Besides, since a wet etching by a washing solution is made as a base, it is difficult to uniformly control the distance from the substrate end of the substrate principal surface peripheral portion, and the resist end has been irregular. Besides, the washing solution rebounds on a cup and is splashed on a necessary portion (region where a pattern is formed), so that the resist of the necessary portion is partially dissolved and poor pattern formation occurs.
An object of the present invention is to provide an edge rinse apparatus and an edge rinse method which solve the foregoing problems.
According to an aspect of the invention, an edge rinse apparatus includes a substrate chuck for sucking and holding a substrate, a motor for rotating the substrate chuck, a nozzle for discharging a developing solution to a principal surface of the substrate, a nozzle for discharging the developing solution to a rear surface of the substrate, and exposure means with the substrate chuck as a mask.
According to another aspect of the invention, an edge rinse apparatus includes a substrate chuck for sucking and holding a substrate, a motor for rotating the substrate chuck, a nozzle for discharging a developing solution to a principal surface of the substrate, a nozzle for discharging the developing solution to a rear surface of the substrate, a radiant energy source, and a transmission window through which radiant energy from the radiant energy source is transmitted.
According to still another aspect of the invention, an edge rinse apparatus includes a substrate chuck for sucking and holding a substrate, a motor for rotating the substrate chuck, a nozzle for discharging a developing solution to a principal surface of the substrate, a nozzle for discharging the developing solution to a rear surface of the substrate, a radiant energy source, and a reflecting mirror for reflecting radiant energy from the radiant energy source.
According to still another aspect of the invention, an edge rinse apparatus includes a substrate chuck for sucking and holding a substrate, a motor for rotating the substrate chuck, a nozzle for discharging a developing solution to a principal surface of the substrate, a nozzle for discharging the developing solution to a rear surface of the substrate, a radiant energy source, and an optical fiber having a cut, and the optical fiber transmits radiant energy from the radiant energy source.
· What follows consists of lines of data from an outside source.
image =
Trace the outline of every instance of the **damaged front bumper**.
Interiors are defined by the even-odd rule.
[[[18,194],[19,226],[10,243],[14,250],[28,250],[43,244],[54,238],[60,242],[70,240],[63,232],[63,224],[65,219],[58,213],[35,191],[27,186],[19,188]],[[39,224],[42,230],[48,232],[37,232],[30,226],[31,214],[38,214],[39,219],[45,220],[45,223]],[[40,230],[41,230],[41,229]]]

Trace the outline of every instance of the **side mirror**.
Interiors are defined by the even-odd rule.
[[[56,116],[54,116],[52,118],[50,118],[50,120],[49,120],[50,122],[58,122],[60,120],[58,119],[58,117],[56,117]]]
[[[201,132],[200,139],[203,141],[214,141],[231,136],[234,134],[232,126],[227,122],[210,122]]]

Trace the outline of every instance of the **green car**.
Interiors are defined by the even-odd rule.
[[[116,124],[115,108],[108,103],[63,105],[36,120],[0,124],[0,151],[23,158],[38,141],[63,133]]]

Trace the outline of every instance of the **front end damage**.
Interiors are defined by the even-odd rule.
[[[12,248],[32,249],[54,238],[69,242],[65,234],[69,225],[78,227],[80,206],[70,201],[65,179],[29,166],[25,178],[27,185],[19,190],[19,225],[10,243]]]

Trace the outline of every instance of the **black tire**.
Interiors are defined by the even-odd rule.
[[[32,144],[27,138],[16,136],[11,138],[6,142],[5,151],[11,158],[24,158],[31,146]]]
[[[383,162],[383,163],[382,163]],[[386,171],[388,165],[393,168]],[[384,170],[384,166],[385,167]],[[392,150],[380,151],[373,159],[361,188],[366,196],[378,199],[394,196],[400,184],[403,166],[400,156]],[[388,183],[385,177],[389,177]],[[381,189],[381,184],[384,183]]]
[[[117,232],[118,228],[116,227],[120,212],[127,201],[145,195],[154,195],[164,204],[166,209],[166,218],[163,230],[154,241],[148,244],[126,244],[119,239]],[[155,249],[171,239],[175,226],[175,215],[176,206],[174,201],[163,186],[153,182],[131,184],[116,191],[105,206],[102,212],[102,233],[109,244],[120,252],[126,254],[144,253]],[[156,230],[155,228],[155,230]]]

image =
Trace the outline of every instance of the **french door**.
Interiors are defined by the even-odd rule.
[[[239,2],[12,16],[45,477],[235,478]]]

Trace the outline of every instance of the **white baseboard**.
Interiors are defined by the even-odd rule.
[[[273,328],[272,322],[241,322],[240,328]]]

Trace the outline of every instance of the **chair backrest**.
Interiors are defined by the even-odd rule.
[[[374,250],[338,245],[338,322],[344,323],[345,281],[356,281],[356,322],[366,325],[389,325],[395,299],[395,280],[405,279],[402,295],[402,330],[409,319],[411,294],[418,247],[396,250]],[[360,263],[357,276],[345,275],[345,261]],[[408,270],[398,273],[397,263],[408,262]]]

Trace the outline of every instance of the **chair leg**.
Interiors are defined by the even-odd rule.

According to still another aspect of the invention, an edge rinse apparatus includes a substrate chuck for sucking and holding a substrate, a motor for rotating the substrate chuck, a nozzle for discharging a developing solution to a principal surface of the substrate, a nozzle for discharging the developing solution to a rear surface of the substrate, and a radiant energy source, and the substrate chuck includes a waveguide for radiant energy from the radiant energy source.
According to still another aspect of the invention, an edge rinse method for edge-rinsing a substrate coated with a resist includes a step of exposing the resist from a rear surface of the substrate using a substrate chuck as a mask, and a step of developing the exposed resist.
According to still another aspect of the invention, an edge rinse method for edge-rinsing a substrate coated with a resist includes a step of discharging a developing solution to a rear surface and a principal surface of the substrate while the resist is exposed from the rear surface of the substrate using a substrate chuck as a mask, and developing the exposed resist.